A bill to allow Maryland hunters to wear “daylight fluorescent pink,” sailed out of committee Tuesday minutes after the two young Eastern Shore girls who came up with the idea testified before the Education, Health and Environmental Affairs Committee.
Sen. Adelaide Eckardt, R-Middle Shore, known for her own fondness of wearing pink and magenta, was the lead sponsor of SB341 that would allow hunters to wear specified pink clothing, or wear daylight fluorescent orange clothing.
The girls, identified only as Paige and Brooke, said research showed that hot pink was more visible in the field than hot orange, and a color blind hunter agreed.
The bill was co-sponsored by nine of the 11 members of the committee, and a majority of the Senate. This contributed to the unusual vote in favor of the bill while the girls were still sitting at the witness table.
“Just so you guys know, that almost never happens, ” said Sen.

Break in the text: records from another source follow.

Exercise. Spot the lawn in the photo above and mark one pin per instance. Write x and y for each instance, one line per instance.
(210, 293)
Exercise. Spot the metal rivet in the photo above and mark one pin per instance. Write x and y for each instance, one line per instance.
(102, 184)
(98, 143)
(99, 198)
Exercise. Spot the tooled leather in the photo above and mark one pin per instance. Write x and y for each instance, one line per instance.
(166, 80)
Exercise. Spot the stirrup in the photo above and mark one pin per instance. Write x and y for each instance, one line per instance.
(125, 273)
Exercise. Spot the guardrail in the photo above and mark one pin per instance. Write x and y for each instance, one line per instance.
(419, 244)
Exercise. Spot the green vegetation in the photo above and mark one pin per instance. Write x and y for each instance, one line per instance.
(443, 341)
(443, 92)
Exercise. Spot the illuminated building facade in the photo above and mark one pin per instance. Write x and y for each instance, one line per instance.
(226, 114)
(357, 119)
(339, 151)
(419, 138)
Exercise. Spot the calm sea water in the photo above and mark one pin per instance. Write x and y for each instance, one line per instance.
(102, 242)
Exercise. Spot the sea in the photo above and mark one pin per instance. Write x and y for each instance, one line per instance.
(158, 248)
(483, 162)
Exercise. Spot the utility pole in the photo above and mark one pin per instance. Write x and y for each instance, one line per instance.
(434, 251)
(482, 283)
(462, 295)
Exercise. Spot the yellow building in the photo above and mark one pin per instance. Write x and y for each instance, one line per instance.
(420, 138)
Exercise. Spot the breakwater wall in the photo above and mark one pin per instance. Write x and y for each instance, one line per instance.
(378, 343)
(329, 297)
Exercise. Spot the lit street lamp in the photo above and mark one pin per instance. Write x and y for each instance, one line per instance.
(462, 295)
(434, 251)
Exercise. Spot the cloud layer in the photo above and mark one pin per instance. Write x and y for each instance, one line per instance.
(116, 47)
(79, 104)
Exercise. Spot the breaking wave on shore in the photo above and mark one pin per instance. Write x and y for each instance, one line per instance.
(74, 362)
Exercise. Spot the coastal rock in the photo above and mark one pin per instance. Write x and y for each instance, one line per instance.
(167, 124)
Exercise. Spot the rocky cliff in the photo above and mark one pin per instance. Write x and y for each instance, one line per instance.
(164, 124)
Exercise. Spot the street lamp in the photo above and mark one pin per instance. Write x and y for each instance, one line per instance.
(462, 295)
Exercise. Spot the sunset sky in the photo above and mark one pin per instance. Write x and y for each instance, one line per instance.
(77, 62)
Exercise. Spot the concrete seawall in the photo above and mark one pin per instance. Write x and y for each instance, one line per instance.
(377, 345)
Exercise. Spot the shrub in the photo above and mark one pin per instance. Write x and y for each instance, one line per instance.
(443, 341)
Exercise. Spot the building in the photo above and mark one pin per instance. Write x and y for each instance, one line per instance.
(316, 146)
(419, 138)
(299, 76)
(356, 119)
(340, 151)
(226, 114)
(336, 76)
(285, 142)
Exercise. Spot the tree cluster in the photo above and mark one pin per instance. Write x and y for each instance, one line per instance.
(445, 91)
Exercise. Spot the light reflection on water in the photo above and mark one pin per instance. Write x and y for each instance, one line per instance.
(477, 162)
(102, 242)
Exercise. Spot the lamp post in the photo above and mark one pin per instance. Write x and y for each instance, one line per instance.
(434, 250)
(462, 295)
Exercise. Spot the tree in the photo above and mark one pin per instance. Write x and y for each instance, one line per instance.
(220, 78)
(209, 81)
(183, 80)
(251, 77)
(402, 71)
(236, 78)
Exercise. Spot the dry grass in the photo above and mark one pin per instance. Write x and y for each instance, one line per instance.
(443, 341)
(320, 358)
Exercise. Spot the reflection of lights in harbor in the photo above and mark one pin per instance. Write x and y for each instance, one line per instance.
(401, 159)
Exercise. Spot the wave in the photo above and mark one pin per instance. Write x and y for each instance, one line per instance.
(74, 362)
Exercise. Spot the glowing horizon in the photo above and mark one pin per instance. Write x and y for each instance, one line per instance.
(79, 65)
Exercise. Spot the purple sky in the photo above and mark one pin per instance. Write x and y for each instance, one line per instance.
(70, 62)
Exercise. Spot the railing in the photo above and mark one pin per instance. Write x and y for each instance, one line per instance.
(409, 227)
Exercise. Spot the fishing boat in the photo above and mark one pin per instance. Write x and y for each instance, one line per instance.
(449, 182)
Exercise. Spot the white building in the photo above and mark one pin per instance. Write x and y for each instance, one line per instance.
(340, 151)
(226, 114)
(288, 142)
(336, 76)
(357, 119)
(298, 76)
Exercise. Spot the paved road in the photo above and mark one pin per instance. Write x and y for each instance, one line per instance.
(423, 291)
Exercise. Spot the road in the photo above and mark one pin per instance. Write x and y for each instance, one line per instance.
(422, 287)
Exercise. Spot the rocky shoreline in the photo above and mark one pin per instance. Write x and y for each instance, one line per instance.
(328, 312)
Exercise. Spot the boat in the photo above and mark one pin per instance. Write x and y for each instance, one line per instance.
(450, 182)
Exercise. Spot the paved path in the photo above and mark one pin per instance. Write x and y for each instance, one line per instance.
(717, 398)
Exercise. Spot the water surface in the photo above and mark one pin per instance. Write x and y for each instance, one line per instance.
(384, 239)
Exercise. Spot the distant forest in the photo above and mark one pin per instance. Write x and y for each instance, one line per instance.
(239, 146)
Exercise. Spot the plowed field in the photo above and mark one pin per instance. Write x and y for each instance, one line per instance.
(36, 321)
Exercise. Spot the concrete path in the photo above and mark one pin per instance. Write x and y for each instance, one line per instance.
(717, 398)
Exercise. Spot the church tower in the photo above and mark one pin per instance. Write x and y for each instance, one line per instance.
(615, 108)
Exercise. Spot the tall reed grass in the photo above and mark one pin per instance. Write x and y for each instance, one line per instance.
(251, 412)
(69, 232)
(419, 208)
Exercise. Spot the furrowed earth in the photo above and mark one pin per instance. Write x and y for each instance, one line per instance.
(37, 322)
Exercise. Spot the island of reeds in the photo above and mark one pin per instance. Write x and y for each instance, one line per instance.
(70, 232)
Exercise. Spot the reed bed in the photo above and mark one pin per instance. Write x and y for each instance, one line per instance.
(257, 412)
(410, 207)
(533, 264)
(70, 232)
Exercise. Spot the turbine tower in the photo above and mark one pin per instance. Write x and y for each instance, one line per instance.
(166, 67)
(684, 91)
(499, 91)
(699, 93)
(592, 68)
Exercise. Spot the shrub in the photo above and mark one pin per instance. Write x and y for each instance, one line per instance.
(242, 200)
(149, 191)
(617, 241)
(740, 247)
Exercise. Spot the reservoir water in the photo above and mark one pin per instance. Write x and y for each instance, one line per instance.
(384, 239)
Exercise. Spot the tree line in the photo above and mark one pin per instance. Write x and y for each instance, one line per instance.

Cheryl Kagan, D-Montgomery, one of the co-sponsors.
Tax bill would alter personal exemptions
A bill altering personal exemptions passed unanimously in the Senate on Tuesday. The legislation, SB184, clarifies that a taxpayer can deduct personal exemptions for themselves, their spouse and eligible dependents for state income tax purposes, even as they eliminated on the federal return by the recent federal tax changes.